4. order service call ticket service to update user tickets.
5. order service update the order entity as FINISHED.
And I want to use Hystrix Fallback
to implement transaction. For example, if the payment process is finished, but some error happened during ticket movement. How to revet user payment, and order status. Because user payment is in other service.
The following is my current solution, I am not sure whether it is proper. Or is there any other better way to do that.
At first, the OrderResource:
@RestController
@RequestMapping("/api/order")
public class OrderResource {
@HystrixCommand(fallbackMethod = "createFallback")
@PostMapping(value = "/")
public Order create(@RequestBody Order order) {
return orderService.create(order);
}
private Order createFallback(Order order) {
return orderService.createFallback(order);
}
}
Then the OrderService:
@Service
public class OrderService {
@Transactional
public Order create(Order order) {
order.setStatus("PENDING");
order = orderRepository.save(order);
UserPayDTO payDTO = new UserPayDTO();
userCompositeService.payForOrder(payDTO);
order.setStatus("PAID");
order = orderRepository.save(order);
ticketCompositeService.moveTickets(ticketIds, currentUserId);
order.setStatus("FINISHED");
order = orderRepository.save(order);
return order;
}
@Transactional
public Order createFallback(Order order) {
// order is the object processed in create(), there is Transaction in create(), so saving order will be rollback,
// but the order instance still exist.
if (order.getId() == null) { // order not saved even.
return null;
}
UserPayDTO payDTO = new UserPayDTO();
try {
if (order.getStatus() == "FINISHED") { // order finished, must be paid and ticket moved
userCompositeService.payForOrderFallback(payDTO);
ticketCompositeService.moveTicketsFallback(getTicketIdList(order.getTicketIds()), currentUserId);
} else if (order.getStatus() == "PAID") { // is paid, but not sure whether has error during ticket movement.

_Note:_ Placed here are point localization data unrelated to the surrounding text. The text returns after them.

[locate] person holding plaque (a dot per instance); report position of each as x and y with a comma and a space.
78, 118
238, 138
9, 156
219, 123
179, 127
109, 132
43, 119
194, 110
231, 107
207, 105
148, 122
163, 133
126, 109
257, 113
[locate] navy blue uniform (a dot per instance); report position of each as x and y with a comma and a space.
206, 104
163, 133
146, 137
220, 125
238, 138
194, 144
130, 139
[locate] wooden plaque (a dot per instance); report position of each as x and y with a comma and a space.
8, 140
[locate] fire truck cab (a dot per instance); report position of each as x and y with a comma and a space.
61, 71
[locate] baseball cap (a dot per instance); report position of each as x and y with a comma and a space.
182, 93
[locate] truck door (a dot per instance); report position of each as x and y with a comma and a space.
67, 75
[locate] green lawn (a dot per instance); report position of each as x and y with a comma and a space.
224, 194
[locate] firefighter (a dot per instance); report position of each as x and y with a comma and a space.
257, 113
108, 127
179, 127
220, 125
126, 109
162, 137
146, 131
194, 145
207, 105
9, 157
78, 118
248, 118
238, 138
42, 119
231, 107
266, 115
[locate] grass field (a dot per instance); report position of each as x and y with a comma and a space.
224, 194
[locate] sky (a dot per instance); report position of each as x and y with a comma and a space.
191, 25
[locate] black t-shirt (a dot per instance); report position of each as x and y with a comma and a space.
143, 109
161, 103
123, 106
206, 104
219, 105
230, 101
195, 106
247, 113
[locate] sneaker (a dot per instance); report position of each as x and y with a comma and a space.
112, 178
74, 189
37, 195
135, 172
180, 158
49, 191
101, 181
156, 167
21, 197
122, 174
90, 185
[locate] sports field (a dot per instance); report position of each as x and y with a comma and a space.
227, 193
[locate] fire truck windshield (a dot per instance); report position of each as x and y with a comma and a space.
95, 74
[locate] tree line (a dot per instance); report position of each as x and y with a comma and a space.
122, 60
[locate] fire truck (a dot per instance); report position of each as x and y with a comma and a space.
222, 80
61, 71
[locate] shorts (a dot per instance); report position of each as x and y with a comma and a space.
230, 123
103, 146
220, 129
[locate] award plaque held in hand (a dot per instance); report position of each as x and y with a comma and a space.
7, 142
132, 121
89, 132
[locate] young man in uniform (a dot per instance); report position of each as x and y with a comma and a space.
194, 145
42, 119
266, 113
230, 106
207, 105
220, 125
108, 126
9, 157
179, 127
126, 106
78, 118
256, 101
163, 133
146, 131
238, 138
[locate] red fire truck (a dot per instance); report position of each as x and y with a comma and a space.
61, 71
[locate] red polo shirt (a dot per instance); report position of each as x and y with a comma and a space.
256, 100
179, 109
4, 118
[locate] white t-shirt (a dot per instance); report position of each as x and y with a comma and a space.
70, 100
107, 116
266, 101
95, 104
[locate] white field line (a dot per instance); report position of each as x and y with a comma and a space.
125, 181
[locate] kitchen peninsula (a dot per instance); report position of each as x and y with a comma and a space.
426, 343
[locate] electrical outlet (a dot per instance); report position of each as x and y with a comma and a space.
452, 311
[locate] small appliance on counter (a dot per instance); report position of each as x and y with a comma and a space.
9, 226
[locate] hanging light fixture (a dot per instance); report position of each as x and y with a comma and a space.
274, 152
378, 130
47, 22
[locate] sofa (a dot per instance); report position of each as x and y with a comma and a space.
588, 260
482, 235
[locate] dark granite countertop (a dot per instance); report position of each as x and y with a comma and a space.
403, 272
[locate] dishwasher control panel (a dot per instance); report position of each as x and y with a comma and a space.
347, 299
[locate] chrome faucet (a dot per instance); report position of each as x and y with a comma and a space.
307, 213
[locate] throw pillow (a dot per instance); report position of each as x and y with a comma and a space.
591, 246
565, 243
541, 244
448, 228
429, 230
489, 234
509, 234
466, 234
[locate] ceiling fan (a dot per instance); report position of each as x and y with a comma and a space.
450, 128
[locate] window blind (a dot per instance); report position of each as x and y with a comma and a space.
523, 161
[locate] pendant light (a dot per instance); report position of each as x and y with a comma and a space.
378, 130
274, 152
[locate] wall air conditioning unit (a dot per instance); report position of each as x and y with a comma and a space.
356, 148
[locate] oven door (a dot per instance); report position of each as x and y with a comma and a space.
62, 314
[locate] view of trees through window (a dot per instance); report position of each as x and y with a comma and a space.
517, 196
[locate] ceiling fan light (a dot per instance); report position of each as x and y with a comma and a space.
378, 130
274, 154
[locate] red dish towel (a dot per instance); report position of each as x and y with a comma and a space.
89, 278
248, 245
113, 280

userCompositeService.payForOrderFallback(payDTO);
ticketCompositeService.moveTicketsFallback(getTicketIdList(order.getTicketIds()), currentUserId);
} else if (order.getStatus() == "PENDING") { // maybe have error during payment.

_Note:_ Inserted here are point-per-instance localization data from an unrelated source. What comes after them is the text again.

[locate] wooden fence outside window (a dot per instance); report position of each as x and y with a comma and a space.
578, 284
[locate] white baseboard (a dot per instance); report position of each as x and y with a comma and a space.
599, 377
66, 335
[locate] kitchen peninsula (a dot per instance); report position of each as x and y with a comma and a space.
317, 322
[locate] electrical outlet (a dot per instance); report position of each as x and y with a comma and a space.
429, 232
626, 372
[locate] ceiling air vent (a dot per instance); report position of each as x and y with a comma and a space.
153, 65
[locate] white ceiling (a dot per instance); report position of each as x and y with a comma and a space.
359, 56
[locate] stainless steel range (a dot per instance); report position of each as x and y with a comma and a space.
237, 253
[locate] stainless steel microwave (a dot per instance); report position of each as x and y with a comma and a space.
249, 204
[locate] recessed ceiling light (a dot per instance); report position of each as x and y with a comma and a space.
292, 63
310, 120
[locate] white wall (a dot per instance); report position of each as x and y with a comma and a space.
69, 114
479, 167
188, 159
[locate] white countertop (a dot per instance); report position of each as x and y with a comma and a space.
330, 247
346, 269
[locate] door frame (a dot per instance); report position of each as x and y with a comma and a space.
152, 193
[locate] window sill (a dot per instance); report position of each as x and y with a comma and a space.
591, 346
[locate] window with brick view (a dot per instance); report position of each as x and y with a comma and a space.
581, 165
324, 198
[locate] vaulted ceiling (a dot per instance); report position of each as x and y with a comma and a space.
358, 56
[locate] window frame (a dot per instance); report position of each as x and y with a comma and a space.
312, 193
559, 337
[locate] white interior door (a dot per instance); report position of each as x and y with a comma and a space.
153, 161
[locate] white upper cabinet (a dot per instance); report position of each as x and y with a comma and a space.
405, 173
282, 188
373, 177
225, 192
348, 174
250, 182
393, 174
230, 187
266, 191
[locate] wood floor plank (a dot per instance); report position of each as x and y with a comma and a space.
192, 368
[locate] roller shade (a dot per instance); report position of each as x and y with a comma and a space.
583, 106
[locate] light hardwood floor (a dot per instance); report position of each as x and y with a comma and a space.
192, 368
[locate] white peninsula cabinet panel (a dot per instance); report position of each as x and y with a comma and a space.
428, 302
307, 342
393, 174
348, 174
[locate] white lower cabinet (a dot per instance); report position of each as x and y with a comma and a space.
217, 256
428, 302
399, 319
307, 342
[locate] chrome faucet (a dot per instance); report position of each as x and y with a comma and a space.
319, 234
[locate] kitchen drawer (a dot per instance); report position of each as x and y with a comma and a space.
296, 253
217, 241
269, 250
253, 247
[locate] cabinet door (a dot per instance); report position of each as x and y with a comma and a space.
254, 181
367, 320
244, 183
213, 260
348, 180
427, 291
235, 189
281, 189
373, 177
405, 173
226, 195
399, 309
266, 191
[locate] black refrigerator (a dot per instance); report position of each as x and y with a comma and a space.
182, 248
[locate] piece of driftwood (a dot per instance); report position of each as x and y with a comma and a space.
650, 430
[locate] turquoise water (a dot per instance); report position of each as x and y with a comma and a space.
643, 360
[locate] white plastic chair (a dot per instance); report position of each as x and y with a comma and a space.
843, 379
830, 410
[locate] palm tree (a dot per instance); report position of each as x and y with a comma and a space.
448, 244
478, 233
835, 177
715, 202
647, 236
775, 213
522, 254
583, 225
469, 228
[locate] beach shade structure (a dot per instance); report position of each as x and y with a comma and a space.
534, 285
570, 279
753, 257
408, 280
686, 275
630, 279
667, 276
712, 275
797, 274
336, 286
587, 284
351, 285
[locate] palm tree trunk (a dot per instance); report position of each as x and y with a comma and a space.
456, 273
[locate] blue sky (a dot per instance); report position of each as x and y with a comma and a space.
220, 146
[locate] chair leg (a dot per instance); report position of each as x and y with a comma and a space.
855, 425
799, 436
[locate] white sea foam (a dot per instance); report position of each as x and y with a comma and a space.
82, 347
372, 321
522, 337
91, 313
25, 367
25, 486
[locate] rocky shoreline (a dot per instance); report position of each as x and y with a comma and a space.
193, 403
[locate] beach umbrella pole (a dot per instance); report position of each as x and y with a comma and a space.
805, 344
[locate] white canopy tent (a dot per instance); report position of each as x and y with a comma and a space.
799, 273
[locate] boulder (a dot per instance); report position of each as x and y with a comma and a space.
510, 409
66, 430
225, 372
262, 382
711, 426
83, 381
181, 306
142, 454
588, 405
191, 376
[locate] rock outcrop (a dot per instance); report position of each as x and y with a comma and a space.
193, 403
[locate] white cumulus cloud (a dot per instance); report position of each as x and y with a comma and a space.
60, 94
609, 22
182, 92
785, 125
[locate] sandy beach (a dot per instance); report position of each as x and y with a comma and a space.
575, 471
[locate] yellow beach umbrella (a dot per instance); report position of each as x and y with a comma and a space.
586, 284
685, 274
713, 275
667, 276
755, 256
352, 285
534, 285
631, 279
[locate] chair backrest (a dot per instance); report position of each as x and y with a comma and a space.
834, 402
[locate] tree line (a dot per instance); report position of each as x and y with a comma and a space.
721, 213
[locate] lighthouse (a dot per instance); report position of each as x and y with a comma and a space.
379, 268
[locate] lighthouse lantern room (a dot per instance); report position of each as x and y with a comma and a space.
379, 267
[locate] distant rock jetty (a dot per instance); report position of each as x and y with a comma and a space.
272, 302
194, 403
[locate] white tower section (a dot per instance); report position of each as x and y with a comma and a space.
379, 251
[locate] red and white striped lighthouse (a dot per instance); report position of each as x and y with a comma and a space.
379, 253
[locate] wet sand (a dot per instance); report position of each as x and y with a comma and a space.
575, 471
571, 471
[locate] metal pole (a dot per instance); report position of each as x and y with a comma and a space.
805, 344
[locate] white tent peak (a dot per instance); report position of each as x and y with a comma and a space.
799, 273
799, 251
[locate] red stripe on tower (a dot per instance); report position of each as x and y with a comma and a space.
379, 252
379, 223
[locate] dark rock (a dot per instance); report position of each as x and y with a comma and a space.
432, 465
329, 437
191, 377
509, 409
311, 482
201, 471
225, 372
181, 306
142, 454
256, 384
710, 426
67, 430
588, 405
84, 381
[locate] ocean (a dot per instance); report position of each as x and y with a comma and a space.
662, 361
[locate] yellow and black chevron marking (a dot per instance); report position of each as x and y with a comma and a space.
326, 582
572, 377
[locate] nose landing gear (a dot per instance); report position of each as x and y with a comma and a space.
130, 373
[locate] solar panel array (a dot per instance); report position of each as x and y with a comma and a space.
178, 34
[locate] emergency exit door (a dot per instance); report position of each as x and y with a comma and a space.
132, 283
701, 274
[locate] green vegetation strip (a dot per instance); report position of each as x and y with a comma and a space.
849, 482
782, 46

userCompositeService.payForOrderFallback(payDTO);
}
} catch (Exception e) {
LOG.error(e.getMessage(), e);
}
order.setStatus("FAILED");
orderRepository.save(order); // order saving is rollbacked during create(), I save it here to trace the failed orders.
return order;
}
}
Some key points here are:
@HystrixCommand
in OrderResource.create(order)
method, with fallback
function. order
instance used in OrderResource.create(order)
will be used again in fallback function. Although the persistence of this order
will be roll-backed. But the data in this instance still can be used to check the running. ticketCompositeService
and userCompositeService
is a feign client. For feign client method payForOrder()
, there is another method payForOrderFallback()
for fallback. try/catch
for ticketCompositeService
and userCompositeService
call, to make sure the order will be save anyway with 'FAILED' status.It seems that this solution can work at the most of the time. Except that, in fallback function, if there is some error in userCompositeService.payForOrderFallback(payDTO);
, then the following composite service call will not be called.
And, another problem is, I think it is too complicated.
So, for this scenario, how should I implement dist transaction properly and effectively. Any suggestion or advice will help. Thanks.
Writing compensation logic within Hystrix fallback is dangerous because of no persistence involved.
This approach doesn't offer any resiliency. ACID guarantee from the database is not enough here because of external parties involved, and the Hystrix fallback will not guard you from anything that's not part of your code.
For example, if your solution experiences outage (say, power outage or a simple kill -9
) after payment completion, you will lose both the order and the compensation logic, meaning order will be paid for, but not present in the database.
A more resilient approach would involve any popular message broker for event-driven delivery and some deduplication in processing logic to ensure exactly-once quality of service when the events get redelivered after an outage.